Washington, DC -- On Wednesday, Senators Bernie Sanders (I-VT), Mike Lee (R-UT), Chris Murphy (D-CT) introduced a joint resolution to force a congressional debate and vote on the United States’ involvement in Yemen’s civil war. The War Powers Resolution of 1973, passed in the aftermath of the Vietnam War, gives Congress the authority to end any military action ordered by the president without congressional authorization. This resolution directs the president to remove US personnel participating in Yemen’s hostilities within 30 days. The Yemen Peace Project urges all members of the Senate to vote in favor of the joint resolution.
Since the Saudi- and UAE-led coalition intervened in Yemen’s civil war almost three years ago, the United States has furnished it with significant military support, including mid-air refueling of coalition planes, targeting intelligence, and other logistical assistance. As the United Nations, human rights organizations, and journalists have continually reported, coalition planes frequently target civilians and non-military targets, with hundreds of airstrikes hitting schools, hospitals, markets, and residences, directly killing thousands of Yemeni civilians. The coalition has also exacerbated Yemen’s cholera epidemic--the worst ever recorded--by targeting public water systems, and compounded food shortages by targeting farms, food processing facilities, and fishing boats. These strikes have not waned; since December 2017, airstrikes across Yemen have killed over 300 civilians.

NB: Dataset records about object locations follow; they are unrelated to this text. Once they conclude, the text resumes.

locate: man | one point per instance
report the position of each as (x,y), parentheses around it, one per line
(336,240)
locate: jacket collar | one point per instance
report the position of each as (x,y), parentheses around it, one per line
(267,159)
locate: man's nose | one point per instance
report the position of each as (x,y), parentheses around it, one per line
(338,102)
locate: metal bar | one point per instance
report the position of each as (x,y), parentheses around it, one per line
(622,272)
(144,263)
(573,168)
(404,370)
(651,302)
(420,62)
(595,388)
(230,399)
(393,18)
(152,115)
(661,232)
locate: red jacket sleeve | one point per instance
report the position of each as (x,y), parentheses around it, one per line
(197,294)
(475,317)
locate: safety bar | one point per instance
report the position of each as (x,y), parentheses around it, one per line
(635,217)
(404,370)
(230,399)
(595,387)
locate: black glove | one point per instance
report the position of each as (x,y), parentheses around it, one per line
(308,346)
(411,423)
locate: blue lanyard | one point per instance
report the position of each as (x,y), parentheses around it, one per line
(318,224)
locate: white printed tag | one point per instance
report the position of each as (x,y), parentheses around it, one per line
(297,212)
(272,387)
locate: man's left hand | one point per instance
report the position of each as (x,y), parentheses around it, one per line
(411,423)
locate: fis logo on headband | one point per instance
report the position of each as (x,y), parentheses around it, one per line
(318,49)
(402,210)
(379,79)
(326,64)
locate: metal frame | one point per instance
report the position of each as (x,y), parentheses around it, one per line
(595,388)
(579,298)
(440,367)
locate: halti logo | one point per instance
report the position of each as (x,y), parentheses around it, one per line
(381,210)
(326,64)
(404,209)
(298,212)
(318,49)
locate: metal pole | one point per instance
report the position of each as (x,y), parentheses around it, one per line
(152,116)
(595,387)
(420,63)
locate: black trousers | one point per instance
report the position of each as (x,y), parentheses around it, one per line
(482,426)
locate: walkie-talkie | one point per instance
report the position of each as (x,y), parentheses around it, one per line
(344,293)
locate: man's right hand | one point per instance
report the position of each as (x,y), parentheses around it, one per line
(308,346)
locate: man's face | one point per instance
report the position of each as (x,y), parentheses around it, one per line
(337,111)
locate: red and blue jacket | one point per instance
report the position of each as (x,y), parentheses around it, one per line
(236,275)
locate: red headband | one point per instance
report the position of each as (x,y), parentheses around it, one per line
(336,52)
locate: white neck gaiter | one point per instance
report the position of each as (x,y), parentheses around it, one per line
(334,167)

The response of the current and previous US administrations to these violations has been both opaque and contradictory. The current administration decries civilian deaths and pressures the coalition to ease its humanitarian catastrophe-worsening blockade of Yemen’s major air, land, and sea ports, even as its unquestioning military assistance reinforces the coalition’s punitive conduct. Furthermore, the United States has yet to publicly state which legal authorities underpin US assistance to coalition forces. The administration has provided inadequate and misleading information about its actions to Congress and the public. It has also failed to monitor the impact of US assistance; last September, US Central Command admitted that it does not track whether US-fueled coalition sorties go on to violate international humanitarian law, though refueling continues.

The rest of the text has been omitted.